Rather than take an Excedrin at this point, think of this as an opportunity. NOW is the time for those of us who are harmed by these environmental/animal rights extremists to go on offense on a level playing field. During this year leading up to the Presidential election, you can prepare for the next four years as you fight your day-to-day battles about the issues affecting bear hunting or dog breeding or the Mojave Desert or the latest government land acquisition in you area. Here’s what you need to do.
You and all others like you, whether you are game fowl breeders, taxidermists, ranchers or dog trainers, need to ORGANIZE yourselves. As your group fights the threats to your interests, seek out and ally your group with larger groups who are fighting similar threats. Groups like the National Animal Interest Alliance, IWMC, American Land Rights Association and others of a similar vein bring together other groups in common cause. Like the Animal Rights groups and Environmental groups, these groups must meet and plan, and coordinate, if any of us are to preserve the nation we know. I cannot over emphasize the importance of groups allying themselves with larger umbrella groups and those umbrella groups working as a team.
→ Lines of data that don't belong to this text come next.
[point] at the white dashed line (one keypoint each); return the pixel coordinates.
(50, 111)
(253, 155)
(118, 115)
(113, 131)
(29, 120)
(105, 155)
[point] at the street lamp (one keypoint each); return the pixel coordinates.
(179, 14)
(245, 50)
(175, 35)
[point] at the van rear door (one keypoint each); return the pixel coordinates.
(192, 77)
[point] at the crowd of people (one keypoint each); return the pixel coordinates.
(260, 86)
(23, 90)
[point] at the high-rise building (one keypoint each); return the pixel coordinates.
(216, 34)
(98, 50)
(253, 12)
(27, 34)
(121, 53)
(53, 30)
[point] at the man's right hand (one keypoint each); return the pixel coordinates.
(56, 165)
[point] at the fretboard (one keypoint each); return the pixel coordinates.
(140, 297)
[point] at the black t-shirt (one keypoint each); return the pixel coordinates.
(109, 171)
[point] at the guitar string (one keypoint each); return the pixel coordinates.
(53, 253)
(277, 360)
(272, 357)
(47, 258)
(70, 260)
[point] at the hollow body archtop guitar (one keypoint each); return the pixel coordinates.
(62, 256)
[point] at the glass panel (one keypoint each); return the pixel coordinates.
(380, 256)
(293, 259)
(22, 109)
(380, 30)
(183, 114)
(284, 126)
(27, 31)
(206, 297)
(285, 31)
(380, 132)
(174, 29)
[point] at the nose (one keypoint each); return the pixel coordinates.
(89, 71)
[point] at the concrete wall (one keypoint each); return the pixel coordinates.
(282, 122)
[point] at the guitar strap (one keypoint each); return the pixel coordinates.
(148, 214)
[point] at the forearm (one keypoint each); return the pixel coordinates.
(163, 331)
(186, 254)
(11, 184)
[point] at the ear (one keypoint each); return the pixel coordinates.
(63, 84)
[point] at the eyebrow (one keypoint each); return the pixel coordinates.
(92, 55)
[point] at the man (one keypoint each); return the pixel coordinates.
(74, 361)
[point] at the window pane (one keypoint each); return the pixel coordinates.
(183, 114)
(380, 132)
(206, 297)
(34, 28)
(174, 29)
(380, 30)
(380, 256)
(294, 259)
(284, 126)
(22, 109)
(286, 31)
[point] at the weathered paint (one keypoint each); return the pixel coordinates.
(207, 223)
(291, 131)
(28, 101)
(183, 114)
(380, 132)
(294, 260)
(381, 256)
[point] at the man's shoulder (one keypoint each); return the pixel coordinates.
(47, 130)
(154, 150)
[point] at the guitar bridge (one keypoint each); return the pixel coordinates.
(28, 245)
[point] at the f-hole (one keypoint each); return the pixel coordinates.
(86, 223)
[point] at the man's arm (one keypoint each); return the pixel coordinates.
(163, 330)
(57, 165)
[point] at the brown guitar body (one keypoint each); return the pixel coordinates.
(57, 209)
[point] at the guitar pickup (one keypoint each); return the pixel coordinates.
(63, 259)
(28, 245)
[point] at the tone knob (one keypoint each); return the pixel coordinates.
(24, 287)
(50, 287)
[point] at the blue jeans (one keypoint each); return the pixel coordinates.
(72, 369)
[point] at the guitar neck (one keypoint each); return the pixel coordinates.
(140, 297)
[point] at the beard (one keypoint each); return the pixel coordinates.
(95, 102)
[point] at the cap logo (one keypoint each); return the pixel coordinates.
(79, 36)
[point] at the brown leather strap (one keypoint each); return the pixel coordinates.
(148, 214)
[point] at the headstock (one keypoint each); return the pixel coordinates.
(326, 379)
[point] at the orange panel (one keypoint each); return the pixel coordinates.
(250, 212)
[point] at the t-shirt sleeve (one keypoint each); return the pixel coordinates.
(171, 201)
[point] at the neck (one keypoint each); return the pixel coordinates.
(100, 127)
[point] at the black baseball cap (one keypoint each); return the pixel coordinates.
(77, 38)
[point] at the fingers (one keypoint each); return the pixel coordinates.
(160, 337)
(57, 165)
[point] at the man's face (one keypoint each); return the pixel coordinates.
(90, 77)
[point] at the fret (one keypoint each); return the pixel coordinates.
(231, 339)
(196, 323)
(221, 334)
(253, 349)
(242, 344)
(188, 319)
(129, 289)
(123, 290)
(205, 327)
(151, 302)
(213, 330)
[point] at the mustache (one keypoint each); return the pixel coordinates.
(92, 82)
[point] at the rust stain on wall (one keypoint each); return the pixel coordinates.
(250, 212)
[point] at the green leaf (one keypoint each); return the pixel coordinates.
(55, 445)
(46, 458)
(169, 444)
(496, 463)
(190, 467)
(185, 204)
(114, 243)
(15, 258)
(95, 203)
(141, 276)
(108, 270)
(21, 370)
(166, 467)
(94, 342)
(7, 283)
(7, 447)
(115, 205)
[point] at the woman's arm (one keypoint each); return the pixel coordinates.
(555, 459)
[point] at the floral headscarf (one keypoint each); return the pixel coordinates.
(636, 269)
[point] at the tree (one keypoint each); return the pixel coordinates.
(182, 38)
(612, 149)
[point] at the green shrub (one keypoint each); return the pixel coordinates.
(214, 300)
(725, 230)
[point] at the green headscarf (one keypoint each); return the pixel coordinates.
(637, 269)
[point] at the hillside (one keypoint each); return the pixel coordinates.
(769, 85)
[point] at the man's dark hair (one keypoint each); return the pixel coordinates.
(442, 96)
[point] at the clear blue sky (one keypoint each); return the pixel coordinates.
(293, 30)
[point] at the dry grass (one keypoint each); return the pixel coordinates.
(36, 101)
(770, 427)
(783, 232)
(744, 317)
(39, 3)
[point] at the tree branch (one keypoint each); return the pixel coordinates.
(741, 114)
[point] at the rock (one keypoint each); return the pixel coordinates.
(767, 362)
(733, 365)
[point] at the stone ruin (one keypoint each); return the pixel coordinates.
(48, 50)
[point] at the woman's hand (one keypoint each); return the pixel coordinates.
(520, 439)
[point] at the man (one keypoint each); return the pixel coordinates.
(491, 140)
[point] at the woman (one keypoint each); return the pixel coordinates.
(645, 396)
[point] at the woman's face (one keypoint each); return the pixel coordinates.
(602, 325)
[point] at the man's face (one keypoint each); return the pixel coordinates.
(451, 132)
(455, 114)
Those umbrella groups will do two things. The first is to give a stronger voice of opposition to radical proposals and programs and to advocate reforms of bad laws in the ever-present, day-to-day threats we face. The second thing is probably the more important at this time. The umbrella groups need to come together and develop one or more proposed LEGACIES for a Presidential Second Term. They, like their radical counterparts, need to be broad-based concepts that politicians and appointees can embrace. There may be some things you could build into it to please bureaucrats or professors, but I wouldn’t count on it or worry about it. It is something to energize the President and his appointees.
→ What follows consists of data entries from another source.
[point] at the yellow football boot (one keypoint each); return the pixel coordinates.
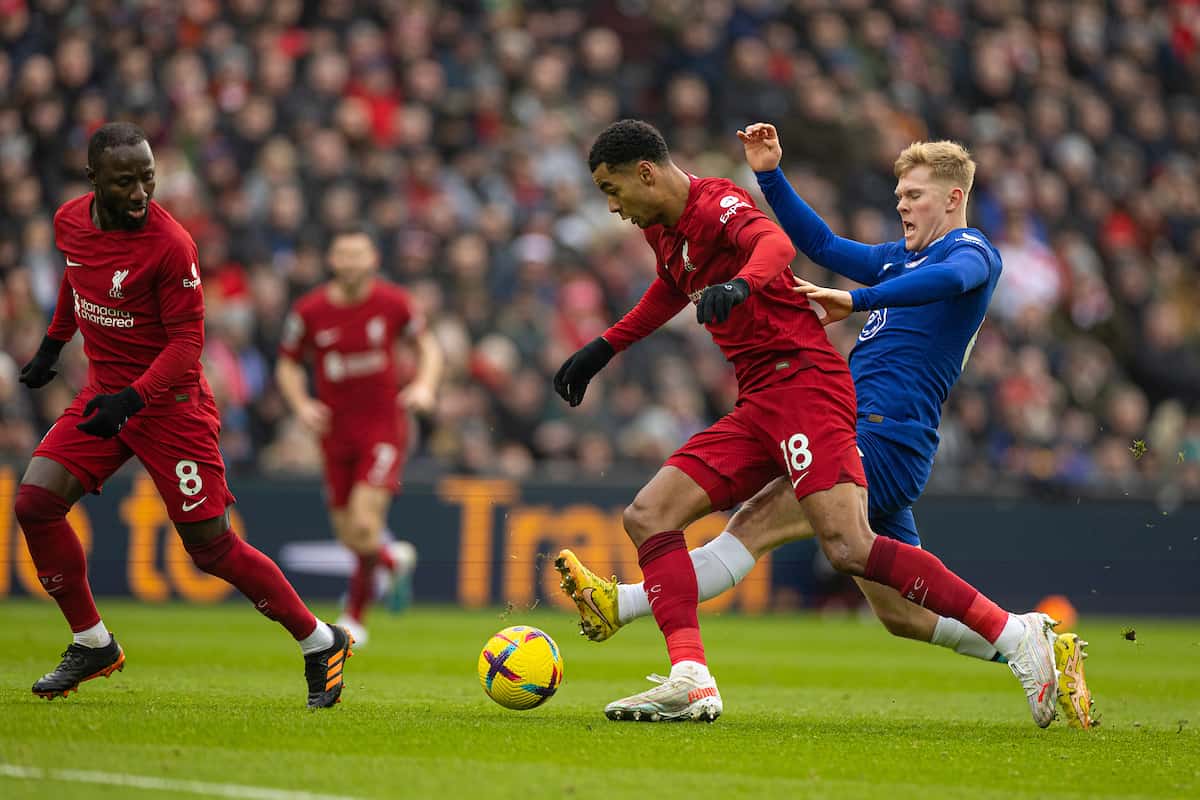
(1074, 697)
(594, 596)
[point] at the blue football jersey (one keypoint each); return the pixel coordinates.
(925, 311)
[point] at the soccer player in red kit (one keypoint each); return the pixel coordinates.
(132, 289)
(795, 416)
(348, 329)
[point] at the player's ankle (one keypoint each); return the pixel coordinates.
(693, 669)
(96, 636)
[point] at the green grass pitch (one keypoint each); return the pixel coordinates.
(814, 708)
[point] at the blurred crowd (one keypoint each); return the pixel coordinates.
(460, 132)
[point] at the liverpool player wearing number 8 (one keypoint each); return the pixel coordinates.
(795, 417)
(132, 289)
(349, 329)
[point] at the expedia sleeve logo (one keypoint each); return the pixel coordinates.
(731, 203)
(195, 281)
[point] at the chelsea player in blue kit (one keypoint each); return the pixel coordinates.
(927, 295)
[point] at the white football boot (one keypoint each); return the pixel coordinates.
(681, 698)
(1033, 663)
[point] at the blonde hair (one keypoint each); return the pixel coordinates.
(949, 161)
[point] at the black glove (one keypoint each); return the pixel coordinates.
(717, 301)
(571, 379)
(40, 371)
(112, 413)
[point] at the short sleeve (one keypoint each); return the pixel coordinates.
(180, 298)
(731, 209)
(406, 319)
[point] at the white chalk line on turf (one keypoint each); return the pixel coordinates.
(165, 785)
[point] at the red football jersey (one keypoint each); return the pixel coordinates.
(120, 289)
(354, 359)
(774, 332)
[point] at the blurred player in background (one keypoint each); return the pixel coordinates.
(348, 329)
(931, 292)
(795, 416)
(132, 289)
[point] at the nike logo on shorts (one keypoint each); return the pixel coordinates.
(189, 506)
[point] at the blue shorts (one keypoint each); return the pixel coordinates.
(897, 464)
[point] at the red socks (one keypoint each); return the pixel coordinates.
(57, 553)
(923, 578)
(670, 582)
(256, 576)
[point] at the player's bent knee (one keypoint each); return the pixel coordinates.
(637, 521)
(844, 553)
(897, 621)
(35, 506)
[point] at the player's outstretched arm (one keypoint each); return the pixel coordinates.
(421, 394)
(807, 229)
(291, 378)
(40, 370)
(660, 302)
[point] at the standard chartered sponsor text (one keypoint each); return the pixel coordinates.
(102, 316)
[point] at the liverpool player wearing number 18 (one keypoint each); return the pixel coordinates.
(348, 329)
(795, 417)
(132, 289)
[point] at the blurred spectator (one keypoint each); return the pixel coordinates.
(460, 131)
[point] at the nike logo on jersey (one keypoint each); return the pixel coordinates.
(592, 603)
(189, 506)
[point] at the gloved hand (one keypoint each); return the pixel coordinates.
(112, 413)
(40, 370)
(571, 379)
(717, 301)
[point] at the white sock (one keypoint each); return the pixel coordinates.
(322, 638)
(720, 565)
(954, 635)
(96, 636)
(1011, 637)
(694, 669)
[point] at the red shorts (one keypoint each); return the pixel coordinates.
(803, 427)
(378, 464)
(180, 451)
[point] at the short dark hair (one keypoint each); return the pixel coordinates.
(628, 140)
(355, 228)
(113, 134)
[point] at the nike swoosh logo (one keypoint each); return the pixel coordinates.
(189, 506)
(592, 603)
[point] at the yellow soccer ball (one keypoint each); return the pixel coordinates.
(521, 667)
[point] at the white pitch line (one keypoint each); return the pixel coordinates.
(165, 785)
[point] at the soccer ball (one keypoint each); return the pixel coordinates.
(520, 667)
What about Strengthening Traditional State Authorities Over Plants and Animals? How about Affirming Private Property Rights Over Domestic Plants and Animals? How about Renewing Management of Natural Resources on Public Lands for Sustainable Uses? How about a National Natural Resources Law Reform Bill? How about Public Land Resource Management and Reform Program? What about a Traditional American Plant and Animal Use Protection Program? Any of these could involve new laws; amendment of old laws; modification of regulations; change of agency policies regarding land management, enforcement, land acquisition, land return; or the increase, decrease or reprogramming of current government dollars and employees. The opportunity to get affirmation in law of many of the activities and rights that the environmentalists and animal rights radicals have been eliminating may have never been greater.
I am not writing this to forecast the outcome of the next election. If some new President is elected, certainly none of this is relevant. But if President Bush is reelected, and that probability right now is not insignificant, being prepared for a second term isn’t a bad idea.
One other thing…. It is often said that second term Presidents are freed up to do what they wanted to do all along. It sure sounds likely, but I can’t ever remember witnessing it. The appointees’ "sit-on-your-duff" first year is followed by the two years of LEGACY building, followed by a fourth year of musical chairs, as many try to hide in case the other party "gets in." I think that whatever some of our umbrella groups might come up with, there will be sympathetic appointees that could fold them in with whatever may take place during the next Second Term. Better that than some Wildlands/Invasive Species push dressed up to make a vampire look like Little Bo Peep clothed in words like Heritage, Preservation, Natives, Ecosystems, etc. – Jim Beers, 28 September 2003.